Knee Surgery, Sports Traumatology, Arthroscopy 10/2017

Analysis of the influence of anaesthesia on the clinical and quantitative assessment of the pivot shift: a multicenter international study

Zeitschrift:
Knee Surgery, Sports Traumatology, Arthroscopy > Ausgabe 10/2017
Autoren:
Nicola Lopomo, Cecilia Signorelli, Amir Ata Rahnemai-Azar, Federico Raggi, Yuichi Hoshino, Kristian Samuelsson, Volker Musahl, Jon Karlsson, Ryosuke Kuroda, Stefano Zaffagnini, PIVOT Study Group
Wichtige Hinweise
Please see “Acknowledgements” section for the Pivot Study Group members.

Abstract

Purpose

The main goal of this work was to evaluate the pivot shift test in awake and anesthetized patients by using two different quantitative methodologies and comparing the results with the standard clinical grading, taking advantage of a multicenter international study.

Methods

Patients between 16 and 50 years of age undergoing primary unilateral single-bundle anterior cruciate ligament (ACL) reconstruction were considered eligible. The pivot shift test was performed pre-operatively, with the patient awake and again with the patient under general anaesthesia. The pivot shift test was clinically graded as defined by the International Knee Documentation Committee. The instrumented assessment was performed by using two non-invasive acquisition systems; specifically, a system exploiting an inertial sensor and a video-based application developed on a commercial tablet using skin markers. Lateral compartment translation and the tibial acceleration reached during joint reduction were used as quantitative parameters.

Results

A total of 103 patients were enrolled in the study. Statistically significant difference was found between the distributions of clinical grade evaluated in awake patients and those under general anaesthesia (P < 0.01).
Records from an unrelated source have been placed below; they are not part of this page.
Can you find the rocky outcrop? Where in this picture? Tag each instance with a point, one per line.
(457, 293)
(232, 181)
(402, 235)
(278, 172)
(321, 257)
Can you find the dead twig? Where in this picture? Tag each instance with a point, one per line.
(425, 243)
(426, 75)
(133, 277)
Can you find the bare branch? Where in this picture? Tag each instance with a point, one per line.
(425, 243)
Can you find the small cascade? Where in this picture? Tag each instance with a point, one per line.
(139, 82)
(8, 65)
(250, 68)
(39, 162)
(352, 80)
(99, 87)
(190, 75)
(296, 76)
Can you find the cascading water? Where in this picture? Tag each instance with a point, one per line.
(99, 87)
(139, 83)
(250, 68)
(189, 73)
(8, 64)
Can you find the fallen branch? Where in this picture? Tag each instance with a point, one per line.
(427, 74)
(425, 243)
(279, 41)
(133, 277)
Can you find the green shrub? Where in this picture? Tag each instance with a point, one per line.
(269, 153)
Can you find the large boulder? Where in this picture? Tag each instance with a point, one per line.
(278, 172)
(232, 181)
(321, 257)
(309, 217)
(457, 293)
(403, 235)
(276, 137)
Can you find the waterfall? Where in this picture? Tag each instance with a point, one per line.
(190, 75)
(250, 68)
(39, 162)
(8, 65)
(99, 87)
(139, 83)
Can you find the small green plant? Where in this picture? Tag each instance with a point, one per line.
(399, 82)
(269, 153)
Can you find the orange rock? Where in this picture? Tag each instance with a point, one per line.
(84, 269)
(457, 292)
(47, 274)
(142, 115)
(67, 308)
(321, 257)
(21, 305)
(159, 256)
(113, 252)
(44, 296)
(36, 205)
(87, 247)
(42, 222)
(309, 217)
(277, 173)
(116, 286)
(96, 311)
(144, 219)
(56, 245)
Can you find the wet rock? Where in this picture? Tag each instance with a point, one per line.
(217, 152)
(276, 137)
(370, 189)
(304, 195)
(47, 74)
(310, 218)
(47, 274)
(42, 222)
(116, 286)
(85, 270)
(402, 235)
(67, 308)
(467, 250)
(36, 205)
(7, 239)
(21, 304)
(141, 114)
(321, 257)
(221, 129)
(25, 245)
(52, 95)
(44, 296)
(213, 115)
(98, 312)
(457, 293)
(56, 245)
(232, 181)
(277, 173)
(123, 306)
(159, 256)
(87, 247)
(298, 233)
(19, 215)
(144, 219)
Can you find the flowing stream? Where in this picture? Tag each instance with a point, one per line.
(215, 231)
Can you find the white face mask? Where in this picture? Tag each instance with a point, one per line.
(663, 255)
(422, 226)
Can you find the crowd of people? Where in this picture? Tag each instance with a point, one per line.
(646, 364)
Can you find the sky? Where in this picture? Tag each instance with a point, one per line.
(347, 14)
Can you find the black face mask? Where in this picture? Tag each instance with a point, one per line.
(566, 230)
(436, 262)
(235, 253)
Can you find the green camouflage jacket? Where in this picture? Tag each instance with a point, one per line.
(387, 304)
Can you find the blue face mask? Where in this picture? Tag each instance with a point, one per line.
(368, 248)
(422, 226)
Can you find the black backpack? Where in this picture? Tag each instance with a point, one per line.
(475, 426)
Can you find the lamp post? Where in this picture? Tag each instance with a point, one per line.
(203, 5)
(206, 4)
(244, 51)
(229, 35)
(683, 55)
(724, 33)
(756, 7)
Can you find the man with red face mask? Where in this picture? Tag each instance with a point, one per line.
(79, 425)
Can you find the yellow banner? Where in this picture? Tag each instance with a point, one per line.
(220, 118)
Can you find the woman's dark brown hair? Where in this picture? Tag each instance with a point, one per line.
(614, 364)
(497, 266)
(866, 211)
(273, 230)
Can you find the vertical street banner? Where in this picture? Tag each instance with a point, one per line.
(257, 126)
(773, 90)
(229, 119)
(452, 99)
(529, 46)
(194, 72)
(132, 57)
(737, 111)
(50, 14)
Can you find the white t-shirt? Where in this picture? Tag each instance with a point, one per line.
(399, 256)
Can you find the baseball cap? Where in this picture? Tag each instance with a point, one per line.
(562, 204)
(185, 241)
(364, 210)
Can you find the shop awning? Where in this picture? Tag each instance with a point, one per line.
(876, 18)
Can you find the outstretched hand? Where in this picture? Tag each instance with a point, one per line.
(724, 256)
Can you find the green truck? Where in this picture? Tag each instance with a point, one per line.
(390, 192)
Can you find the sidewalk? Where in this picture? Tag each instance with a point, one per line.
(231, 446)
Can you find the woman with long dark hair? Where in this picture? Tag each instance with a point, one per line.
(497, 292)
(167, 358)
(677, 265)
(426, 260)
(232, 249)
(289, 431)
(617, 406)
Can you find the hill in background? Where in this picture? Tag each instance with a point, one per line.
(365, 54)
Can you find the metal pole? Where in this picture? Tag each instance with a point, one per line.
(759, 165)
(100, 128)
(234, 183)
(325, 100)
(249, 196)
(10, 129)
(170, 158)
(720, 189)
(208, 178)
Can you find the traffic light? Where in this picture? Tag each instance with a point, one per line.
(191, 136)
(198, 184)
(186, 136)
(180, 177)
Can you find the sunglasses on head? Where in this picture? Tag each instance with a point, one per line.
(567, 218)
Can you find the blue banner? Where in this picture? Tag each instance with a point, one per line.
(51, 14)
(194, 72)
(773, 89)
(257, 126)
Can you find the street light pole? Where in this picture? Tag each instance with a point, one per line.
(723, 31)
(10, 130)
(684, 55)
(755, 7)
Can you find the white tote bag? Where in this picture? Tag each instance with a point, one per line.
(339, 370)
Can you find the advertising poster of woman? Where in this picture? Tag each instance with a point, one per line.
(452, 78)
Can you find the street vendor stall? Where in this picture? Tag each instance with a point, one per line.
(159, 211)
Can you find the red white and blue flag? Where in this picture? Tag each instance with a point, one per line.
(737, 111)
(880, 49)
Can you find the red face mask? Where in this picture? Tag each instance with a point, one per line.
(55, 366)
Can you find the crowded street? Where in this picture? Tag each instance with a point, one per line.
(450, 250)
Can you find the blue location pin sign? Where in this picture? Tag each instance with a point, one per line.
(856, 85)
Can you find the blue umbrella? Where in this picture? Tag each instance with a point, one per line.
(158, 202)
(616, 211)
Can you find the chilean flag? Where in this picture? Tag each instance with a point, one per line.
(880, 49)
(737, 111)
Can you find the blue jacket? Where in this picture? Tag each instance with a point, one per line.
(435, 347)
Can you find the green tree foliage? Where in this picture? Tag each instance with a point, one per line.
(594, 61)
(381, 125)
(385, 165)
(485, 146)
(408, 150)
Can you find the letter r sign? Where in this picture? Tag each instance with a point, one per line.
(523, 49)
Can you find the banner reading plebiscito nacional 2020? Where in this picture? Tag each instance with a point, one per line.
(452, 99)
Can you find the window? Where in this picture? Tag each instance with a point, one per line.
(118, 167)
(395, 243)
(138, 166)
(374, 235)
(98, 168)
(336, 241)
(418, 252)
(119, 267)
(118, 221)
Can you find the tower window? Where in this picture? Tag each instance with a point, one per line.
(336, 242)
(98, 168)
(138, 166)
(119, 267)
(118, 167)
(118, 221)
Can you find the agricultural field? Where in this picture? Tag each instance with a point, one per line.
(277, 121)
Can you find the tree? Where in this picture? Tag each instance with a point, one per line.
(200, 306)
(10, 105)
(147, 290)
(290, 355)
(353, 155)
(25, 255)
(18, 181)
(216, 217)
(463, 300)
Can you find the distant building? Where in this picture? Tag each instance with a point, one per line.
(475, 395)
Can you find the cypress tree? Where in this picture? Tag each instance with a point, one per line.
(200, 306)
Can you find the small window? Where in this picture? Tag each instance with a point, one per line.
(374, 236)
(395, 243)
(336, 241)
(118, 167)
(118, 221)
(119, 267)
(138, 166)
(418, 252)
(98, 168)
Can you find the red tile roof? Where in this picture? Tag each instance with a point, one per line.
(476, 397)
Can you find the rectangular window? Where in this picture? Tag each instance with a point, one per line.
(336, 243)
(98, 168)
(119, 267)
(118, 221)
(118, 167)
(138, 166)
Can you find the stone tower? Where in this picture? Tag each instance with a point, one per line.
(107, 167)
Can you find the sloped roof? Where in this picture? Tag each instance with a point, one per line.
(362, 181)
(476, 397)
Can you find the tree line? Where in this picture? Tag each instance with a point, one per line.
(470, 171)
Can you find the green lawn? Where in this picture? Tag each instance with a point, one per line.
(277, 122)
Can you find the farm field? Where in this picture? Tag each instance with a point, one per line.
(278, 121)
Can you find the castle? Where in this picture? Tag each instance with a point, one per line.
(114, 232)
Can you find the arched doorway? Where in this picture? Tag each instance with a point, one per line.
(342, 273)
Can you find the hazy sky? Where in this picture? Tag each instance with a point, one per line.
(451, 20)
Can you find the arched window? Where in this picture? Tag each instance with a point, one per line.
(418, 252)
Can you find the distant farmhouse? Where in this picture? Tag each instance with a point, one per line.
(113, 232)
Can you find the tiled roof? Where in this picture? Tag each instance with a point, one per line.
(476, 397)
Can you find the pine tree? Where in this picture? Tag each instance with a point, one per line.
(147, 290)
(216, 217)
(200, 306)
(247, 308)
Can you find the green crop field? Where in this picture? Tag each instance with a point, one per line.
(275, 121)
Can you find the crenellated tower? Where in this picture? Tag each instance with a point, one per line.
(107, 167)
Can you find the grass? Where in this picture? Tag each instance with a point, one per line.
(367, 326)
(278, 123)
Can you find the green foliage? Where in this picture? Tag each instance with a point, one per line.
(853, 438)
Comparing awake patients to those under general anaesthesia, lower values were found both for tibial acceleration (3.7 ± 1.5 vs 6.0 ± 4.6 m/s2, P < 0.01) and lateral compartment translation of the involved limb (2.2 ± 1.7 vs 3.0 ± 2.2 mm, P < 0.01).

Conclusions

This study indicated that significant differences in the grading of the pivot shift test exist between awake and anesthetized patients, regardless of the use of quantitative instruments during the evaluation. Actual clinical assessment reported indeed its weakness, presenting subjective variability and dependence on tester’s experience. However, several factors might influence the validity of awake examination such as experience level of examiner and cultural factors, as seen in this international multicenter study.

Level of evidence

Prospective comparative study, Level II.